Vaccines

T cell-mediated suppression of angiogenesis results in tumor protective immunity. Zhou, H. et al. Blood 106, 2026–2032 (2005)

Tumour growth can be inhibited by anti-angiogenic intervention. The authors had previously shown that vaccination with a complete copy of the murine growth factor receptor gene Flk1 triggered the production of antibodies against proliferating endothelial cells in the tumour vasculature. Now they show that the use of an engineered minigene containing only one cytotoxic epitope of Flk1, delivered to mice in a Salmonella-based vector, results in an antibody that prevents angiogenesis and protects against various tumours, but does not cross react with healthy tissue.

Cancer genetics

Dido gene expression alterations are implicated in the induction of hematological myeloid neoplasms.
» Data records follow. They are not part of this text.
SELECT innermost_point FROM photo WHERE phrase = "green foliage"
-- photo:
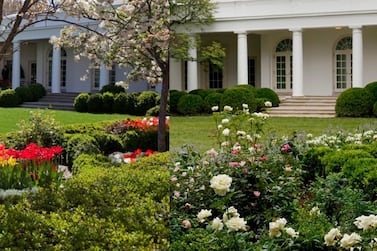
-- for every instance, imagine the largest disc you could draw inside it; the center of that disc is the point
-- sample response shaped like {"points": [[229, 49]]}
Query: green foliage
{"points": [[108, 101], [372, 89], [145, 101], [123, 103], [212, 99], [81, 102], [24, 94], [334, 161], [40, 128], [354, 102], [174, 97], [153, 111], [95, 103], [362, 173], [269, 95], [79, 144], [114, 89], [190, 104], [239, 95], [144, 140], [9, 98]]}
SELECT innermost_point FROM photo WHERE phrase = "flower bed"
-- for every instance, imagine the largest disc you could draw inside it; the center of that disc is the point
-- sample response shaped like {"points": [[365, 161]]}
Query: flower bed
{"points": [[282, 194]]}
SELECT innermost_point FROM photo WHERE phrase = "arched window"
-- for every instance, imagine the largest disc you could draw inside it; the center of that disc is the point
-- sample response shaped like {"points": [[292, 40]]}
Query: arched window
{"points": [[343, 63], [283, 65], [63, 67]]}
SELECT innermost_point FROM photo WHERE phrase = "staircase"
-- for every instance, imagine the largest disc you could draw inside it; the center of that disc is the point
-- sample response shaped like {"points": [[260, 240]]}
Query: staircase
{"points": [[54, 101], [306, 106]]}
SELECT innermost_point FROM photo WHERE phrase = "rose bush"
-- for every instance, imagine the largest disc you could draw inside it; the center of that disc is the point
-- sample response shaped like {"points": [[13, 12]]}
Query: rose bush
{"points": [[246, 194]]}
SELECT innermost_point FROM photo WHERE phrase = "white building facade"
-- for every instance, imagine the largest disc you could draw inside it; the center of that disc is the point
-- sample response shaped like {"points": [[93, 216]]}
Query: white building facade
{"points": [[34, 60], [295, 47]]}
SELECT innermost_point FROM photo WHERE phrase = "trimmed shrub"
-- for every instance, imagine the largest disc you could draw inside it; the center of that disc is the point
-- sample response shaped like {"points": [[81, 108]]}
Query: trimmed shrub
{"points": [[79, 144], [354, 102], [202, 92], [24, 94], [190, 104], [9, 98], [174, 97], [114, 89], [81, 102], [108, 101], [372, 89], [211, 100], [95, 103], [145, 101], [269, 95], [236, 96], [37, 90]]}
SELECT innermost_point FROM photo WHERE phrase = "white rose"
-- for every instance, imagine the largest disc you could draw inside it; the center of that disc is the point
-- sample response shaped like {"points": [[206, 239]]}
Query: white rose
{"points": [[331, 236], [217, 224], [203, 214], [235, 224], [221, 184]]}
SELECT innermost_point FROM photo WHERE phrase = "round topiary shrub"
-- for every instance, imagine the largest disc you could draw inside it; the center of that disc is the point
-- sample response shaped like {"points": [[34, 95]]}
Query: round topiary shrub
{"points": [[268, 95], [95, 103], [174, 97], [81, 102], [79, 144], [146, 100], [112, 88], [108, 101], [239, 95], [190, 104], [354, 102], [211, 100], [24, 94], [372, 89], [8, 98]]}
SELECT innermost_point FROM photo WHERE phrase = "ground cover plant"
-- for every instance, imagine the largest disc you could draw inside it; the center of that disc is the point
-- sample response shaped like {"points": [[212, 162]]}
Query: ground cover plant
{"points": [[254, 192]]}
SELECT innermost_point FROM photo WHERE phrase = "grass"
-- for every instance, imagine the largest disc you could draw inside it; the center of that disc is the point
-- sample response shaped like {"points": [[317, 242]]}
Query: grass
{"points": [[10, 117], [200, 130]]}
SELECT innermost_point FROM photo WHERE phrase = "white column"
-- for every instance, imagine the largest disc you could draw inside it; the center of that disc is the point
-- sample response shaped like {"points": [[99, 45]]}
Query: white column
{"points": [[192, 68], [16, 65], [357, 57], [242, 74], [297, 63], [56, 64], [103, 76]]}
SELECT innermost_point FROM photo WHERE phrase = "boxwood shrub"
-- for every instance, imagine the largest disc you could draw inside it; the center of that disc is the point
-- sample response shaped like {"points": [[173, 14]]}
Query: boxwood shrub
{"points": [[268, 94], [239, 95], [81, 102], [354, 102], [9, 98], [190, 104]]}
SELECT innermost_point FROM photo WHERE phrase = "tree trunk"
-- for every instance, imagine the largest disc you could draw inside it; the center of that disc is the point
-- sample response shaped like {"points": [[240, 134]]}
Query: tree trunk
{"points": [[163, 138]]}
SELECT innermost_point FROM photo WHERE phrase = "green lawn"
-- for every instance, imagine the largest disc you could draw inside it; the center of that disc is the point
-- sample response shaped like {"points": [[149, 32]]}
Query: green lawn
{"points": [[9, 117], [200, 130]]}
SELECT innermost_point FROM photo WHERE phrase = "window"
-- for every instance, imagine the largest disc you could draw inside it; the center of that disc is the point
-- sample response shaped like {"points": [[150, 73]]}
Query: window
{"points": [[343, 63], [63, 68], [283, 65], [215, 76]]}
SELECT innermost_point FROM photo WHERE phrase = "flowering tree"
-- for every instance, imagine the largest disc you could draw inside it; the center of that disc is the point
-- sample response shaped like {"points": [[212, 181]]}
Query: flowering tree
{"points": [[139, 35]]}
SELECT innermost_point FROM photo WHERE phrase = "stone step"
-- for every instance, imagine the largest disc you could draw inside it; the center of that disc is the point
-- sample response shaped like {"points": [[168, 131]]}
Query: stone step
{"points": [[310, 106]]}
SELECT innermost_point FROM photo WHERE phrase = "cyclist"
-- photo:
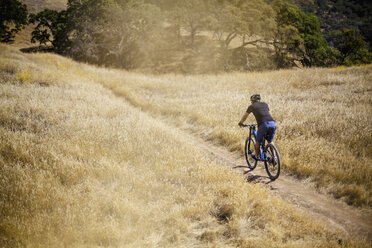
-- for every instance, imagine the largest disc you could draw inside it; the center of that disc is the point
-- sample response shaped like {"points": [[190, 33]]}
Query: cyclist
{"points": [[265, 122]]}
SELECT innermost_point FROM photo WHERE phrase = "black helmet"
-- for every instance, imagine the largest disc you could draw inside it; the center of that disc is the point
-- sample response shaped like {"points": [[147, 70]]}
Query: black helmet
{"points": [[255, 97]]}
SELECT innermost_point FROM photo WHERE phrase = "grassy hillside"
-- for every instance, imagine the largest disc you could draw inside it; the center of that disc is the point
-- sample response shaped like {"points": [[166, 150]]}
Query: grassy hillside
{"points": [[34, 6], [324, 118], [80, 166]]}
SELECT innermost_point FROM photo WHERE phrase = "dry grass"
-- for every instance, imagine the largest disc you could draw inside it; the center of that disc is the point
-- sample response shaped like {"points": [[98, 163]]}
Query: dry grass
{"points": [[82, 167]]}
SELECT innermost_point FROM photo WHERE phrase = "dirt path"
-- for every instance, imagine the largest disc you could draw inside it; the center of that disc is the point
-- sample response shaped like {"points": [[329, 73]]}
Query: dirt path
{"points": [[336, 214]]}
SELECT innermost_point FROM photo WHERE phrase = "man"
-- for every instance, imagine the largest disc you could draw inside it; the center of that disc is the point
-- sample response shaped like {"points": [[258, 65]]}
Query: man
{"points": [[265, 122]]}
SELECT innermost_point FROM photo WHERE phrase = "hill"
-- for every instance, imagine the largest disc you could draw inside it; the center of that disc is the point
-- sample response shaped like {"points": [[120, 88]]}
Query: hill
{"points": [[338, 14], [81, 166], [35, 6]]}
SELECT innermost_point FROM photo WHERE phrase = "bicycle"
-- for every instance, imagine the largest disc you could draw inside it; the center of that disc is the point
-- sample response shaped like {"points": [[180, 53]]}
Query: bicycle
{"points": [[268, 154]]}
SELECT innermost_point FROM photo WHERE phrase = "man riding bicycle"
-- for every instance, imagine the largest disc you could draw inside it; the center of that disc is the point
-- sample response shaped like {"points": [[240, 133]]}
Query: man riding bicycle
{"points": [[265, 122]]}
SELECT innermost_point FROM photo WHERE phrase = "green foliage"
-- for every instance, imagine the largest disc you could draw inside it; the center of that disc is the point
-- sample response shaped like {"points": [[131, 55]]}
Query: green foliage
{"points": [[13, 17], [352, 47], [298, 37], [192, 36]]}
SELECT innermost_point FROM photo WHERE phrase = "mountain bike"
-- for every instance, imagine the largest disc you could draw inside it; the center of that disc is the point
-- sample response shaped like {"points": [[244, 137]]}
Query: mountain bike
{"points": [[268, 153]]}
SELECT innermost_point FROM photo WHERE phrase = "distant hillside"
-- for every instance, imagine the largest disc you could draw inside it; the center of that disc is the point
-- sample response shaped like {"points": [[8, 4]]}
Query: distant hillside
{"points": [[35, 6], [23, 38]]}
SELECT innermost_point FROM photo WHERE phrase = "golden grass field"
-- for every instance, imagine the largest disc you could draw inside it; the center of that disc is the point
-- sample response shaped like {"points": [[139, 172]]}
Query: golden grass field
{"points": [[81, 166], [324, 117]]}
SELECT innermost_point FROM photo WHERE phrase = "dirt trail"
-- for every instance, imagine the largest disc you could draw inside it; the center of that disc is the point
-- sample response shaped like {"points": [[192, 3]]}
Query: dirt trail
{"points": [[336, 214]]}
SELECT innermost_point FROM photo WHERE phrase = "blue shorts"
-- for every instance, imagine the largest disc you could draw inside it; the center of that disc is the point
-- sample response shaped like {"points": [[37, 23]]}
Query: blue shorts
{"points": [[266, 130]]}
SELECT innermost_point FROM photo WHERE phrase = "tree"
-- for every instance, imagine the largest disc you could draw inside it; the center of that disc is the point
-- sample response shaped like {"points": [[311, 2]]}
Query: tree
{"points": [[108, 32], [13, 17], [250, 21], [298, 37]]}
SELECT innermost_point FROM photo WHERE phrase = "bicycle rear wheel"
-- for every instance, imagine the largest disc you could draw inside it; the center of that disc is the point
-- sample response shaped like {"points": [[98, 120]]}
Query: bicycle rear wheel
{"points": [[272, 161], [249, 149]]}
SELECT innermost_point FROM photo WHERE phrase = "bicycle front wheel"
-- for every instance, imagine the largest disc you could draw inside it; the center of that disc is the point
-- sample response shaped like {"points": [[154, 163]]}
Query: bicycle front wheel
{"points": [[272, 161], [249, 149]]}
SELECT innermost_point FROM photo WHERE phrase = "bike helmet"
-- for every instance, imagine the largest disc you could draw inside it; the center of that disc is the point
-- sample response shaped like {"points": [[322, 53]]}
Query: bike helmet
{"points": [[255, 97]]}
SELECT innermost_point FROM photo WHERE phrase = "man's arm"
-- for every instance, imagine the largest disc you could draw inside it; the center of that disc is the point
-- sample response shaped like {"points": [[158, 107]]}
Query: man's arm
{"points": [[244, 117]]}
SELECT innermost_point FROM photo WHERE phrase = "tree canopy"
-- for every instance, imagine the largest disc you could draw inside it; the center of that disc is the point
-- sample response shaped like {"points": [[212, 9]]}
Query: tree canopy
{"points": [[194, 36]]}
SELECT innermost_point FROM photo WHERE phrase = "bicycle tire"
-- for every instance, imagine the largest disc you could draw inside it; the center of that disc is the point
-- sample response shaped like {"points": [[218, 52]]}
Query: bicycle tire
{"points": [[272, 161], [248, 150]]}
Fütterer, A. et al. J. Clin. Invest. 115, 2351–2362 (2005)

Myelodysplastic/myeloproliferative diseases (MDS/MPDs) are a heterogeneous group of myeloid neoplasms that are associated with deletions on chromosome 20q. The authors map the death inducer-obliterator (DIDO) gene to this location and show that all patients with MDS/MPDs have DIDO-expression abnormalities. Furthermore, targeting DIDO in mice caused a disease with symptoms similar to those of MDS/MPDs. These results indicate that DIDO might be a tumour suppressor gene for MDS/MPDs.

Tumorigenesis

Genetic ablation of cyclin D1 abrogates genesis of rhabdoid tumors resulting from Ini1 loss Tsikitis, M. et al. Proc. Natl Acad. Sci. USA 102, 12129–12134 (2005)
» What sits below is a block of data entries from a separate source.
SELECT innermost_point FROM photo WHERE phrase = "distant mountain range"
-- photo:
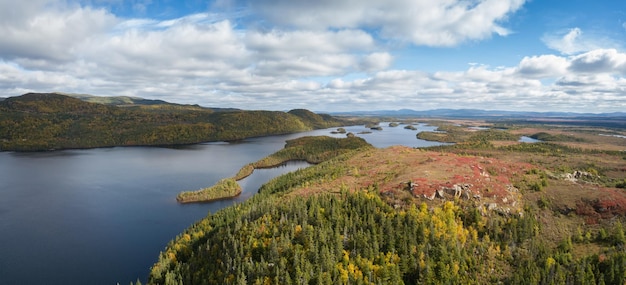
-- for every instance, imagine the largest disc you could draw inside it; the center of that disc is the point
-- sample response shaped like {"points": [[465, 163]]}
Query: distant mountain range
{"points": [[476, 113]]}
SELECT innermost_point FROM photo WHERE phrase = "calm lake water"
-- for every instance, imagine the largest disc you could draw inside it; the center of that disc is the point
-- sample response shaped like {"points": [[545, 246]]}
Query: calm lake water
{"points": [[101, 216]]}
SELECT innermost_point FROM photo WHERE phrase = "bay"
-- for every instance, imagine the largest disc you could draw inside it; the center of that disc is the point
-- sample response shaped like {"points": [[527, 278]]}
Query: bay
{"points": [[101, 216]]}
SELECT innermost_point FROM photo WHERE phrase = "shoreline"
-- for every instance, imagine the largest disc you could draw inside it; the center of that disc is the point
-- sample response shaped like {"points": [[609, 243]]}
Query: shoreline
{"points": [[237, 177]]}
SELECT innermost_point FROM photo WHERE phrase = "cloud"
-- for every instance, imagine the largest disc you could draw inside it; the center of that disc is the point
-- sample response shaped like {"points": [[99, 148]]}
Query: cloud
{"points": [[574, 41], [376, 61], [543, 66], [422, 22], [47, 31], [212, 60], [599, 61]]}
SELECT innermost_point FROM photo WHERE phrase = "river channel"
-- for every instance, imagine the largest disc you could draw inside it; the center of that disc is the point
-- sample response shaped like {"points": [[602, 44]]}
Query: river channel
{"points": [[101, 216]]}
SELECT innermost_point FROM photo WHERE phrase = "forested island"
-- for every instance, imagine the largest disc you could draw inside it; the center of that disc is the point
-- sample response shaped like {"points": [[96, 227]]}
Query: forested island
{"points": [[310, 149], [47, 121], [486, 210]]}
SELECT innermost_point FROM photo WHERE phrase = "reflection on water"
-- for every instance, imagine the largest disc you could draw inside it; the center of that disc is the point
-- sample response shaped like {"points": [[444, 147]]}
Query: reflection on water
{"points": [[101, 216]]}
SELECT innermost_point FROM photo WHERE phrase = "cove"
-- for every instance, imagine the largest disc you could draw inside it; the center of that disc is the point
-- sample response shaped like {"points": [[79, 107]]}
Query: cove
{"points": [[101, 216]]}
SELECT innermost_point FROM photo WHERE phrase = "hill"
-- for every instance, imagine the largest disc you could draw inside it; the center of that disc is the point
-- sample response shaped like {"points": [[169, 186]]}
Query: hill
{"points": [[44, 121], [482, 211]]}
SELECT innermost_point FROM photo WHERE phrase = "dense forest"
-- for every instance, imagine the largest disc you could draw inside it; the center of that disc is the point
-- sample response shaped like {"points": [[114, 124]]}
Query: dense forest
{"points": [[34, 122], [310, 149], [290, 234]]}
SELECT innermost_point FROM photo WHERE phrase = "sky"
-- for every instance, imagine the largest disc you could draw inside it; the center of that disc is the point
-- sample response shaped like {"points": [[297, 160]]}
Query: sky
{"points": [[323, 55]]}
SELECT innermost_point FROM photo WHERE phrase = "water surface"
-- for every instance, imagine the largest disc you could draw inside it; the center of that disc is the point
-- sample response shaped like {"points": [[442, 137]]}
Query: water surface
{"points": [[101, 216]]}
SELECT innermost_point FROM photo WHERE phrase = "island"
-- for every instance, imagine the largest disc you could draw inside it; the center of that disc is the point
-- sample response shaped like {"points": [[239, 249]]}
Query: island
{"points": [[485, 210], [53, 121], [313, 150]]}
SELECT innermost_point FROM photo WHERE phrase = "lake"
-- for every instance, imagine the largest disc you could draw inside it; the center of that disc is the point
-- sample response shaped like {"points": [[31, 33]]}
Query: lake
{"points": [[101, 216]]}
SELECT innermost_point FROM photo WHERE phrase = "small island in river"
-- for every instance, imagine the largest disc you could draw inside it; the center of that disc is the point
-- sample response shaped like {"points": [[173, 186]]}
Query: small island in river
{"points": [[310, 149]]}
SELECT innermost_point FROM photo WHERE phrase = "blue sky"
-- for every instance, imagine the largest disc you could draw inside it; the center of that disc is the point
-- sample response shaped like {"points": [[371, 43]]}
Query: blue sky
{"points": [[325, 55]]}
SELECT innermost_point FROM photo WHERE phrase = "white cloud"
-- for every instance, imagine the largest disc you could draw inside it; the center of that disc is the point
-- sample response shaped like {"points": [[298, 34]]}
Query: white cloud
{"points": [[422, 22], [574, 41], [376, 61], [51, 34], [599, 61], [543, 66], [206, 59]]}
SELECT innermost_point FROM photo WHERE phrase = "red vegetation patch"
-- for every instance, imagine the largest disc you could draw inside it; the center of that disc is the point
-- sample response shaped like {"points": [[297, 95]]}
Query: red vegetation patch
{"points": [[397, 168], [611, 203]]}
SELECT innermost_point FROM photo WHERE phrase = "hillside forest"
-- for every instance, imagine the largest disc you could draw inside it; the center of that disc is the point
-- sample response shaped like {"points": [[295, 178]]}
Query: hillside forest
{"points": [[46, 121], [485, 210]]}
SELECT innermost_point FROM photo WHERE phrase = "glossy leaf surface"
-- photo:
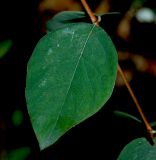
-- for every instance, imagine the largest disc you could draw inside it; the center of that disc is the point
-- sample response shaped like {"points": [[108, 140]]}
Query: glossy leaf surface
{"points": [[71, 75], [138, 149]]}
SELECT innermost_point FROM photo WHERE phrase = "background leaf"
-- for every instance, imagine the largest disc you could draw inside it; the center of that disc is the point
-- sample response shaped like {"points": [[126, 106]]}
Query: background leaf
{"points": [[19, 154], [4, 47], [62, 19], [138, 149], [71, 75]]}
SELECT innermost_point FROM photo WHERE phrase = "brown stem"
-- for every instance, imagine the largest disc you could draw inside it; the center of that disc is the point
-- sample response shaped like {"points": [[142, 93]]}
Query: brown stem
{"points": [[90, 13], [147, 125]]}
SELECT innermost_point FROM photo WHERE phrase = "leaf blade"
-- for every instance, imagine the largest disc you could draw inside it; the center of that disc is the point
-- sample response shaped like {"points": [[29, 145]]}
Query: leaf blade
{"points": [[60, 90], [138, 149]]}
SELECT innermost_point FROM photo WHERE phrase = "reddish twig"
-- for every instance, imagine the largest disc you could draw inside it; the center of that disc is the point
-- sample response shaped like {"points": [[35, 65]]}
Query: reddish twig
{"points": [[147, 125]]}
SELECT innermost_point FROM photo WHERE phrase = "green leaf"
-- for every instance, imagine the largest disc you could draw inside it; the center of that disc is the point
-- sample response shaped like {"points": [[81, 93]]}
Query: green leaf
{"points": [[126, 116], [138, 149], [63, 19], [17, 117], [19, 154], [71, 75], [4, 47]]}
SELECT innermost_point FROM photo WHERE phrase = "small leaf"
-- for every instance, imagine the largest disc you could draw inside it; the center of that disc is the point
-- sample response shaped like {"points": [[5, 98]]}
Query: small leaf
{"points": [[4, 47], [126, 116], [71, 75], [138, 149], [64, 18], [19, 154]]}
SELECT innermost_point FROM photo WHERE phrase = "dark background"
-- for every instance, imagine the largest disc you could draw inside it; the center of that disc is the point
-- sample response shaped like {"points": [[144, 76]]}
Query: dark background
{"points": [[103, 135]]}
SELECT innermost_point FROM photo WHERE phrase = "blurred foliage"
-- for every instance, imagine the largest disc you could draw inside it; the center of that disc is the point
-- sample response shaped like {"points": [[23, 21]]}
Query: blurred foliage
{"points": [[19, 154], [4, 47]]}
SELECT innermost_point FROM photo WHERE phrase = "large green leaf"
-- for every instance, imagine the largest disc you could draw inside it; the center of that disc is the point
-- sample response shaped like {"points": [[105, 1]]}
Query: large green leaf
{"points": [[138, 149], [71, 75]]}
Rhabdoid tumours are aggressive paediatric malignancies that arise because of the loss of the tumour suppressor gene INI1. INI1 represses cyclin D1 (CCND1) gene expression, and the authors found that Ini1+/−mice develop rhabdoid tumours that have defective INI1 expression but express CCND1. CCND1 de-repression is therefore important for rhabdoid tumorigenesis.

Telomeres

XPF nuclease-dependent telomere loss and increased DNA damage in mice overexpressing TRF2 result in premature aging and cancer. Muñoz, P. et al. Nature Genet. 4 September 2005 (10.1038/ng1633)
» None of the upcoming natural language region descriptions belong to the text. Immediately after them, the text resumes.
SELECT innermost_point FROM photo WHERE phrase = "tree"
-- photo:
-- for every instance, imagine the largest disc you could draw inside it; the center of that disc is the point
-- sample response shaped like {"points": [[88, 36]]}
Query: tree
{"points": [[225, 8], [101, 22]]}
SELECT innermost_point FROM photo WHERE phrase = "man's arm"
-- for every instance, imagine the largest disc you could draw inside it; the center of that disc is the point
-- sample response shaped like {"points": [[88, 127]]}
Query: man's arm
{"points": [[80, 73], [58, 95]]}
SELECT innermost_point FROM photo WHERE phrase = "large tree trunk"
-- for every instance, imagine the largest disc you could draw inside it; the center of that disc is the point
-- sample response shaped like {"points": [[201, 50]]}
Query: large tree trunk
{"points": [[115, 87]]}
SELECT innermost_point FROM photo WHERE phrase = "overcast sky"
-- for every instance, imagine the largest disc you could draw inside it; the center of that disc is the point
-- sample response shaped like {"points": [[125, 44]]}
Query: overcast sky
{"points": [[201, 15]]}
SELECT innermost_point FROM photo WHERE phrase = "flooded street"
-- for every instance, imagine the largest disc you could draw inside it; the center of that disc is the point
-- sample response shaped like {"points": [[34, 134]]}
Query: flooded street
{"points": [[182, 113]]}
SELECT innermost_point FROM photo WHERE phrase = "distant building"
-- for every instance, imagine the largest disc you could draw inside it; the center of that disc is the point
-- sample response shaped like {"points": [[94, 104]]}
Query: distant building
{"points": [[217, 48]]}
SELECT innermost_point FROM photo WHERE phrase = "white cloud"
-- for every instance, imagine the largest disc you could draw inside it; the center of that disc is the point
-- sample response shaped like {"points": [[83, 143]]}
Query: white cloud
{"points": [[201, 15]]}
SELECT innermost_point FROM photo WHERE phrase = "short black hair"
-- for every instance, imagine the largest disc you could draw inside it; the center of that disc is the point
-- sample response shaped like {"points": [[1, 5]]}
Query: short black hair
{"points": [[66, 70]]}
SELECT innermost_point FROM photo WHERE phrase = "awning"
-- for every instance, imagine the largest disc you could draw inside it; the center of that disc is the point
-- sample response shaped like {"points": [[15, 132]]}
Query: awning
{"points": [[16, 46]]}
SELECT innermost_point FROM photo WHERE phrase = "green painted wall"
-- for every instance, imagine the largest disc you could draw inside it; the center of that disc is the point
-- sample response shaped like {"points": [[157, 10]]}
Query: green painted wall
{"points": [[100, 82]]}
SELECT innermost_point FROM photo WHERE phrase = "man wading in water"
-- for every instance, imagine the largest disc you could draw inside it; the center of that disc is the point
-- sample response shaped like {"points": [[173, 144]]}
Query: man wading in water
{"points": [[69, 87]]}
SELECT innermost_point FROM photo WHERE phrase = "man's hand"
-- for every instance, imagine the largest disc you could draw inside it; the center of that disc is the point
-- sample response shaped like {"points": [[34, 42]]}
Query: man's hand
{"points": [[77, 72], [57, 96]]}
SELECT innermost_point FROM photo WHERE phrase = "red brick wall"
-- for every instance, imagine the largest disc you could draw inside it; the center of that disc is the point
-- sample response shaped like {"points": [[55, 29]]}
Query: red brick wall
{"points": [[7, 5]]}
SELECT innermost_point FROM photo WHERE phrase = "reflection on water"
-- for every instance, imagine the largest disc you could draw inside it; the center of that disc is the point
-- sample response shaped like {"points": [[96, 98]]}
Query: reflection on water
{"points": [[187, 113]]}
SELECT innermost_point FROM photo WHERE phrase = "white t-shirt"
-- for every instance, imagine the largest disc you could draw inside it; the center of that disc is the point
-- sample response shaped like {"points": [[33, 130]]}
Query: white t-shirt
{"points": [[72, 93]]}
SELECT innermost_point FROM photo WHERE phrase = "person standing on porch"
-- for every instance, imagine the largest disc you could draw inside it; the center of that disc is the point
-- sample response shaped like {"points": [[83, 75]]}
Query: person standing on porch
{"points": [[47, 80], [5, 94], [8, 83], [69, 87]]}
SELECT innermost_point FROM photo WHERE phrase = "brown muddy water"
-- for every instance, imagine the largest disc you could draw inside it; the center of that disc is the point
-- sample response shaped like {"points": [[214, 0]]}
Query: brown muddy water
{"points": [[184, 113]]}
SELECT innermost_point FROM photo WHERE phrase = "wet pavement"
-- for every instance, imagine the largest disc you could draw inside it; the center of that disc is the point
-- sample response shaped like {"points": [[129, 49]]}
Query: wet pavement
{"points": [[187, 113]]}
TRF2, a protein that functions to protect telomeric ends of DNA, paradoxically induces increased rates of skin cancer when overexpressed in mouse skin. The authors show that TRF2 interacts with the ultraviolet light-induced DNA repair nuclease XPF and activates XPF function at telomeres. This leads to disruption of the telomere structure and shortening of the telomeres. In addition, TRF2 is also overexpressed in human tumours, indicating that it can be oncogenic in man.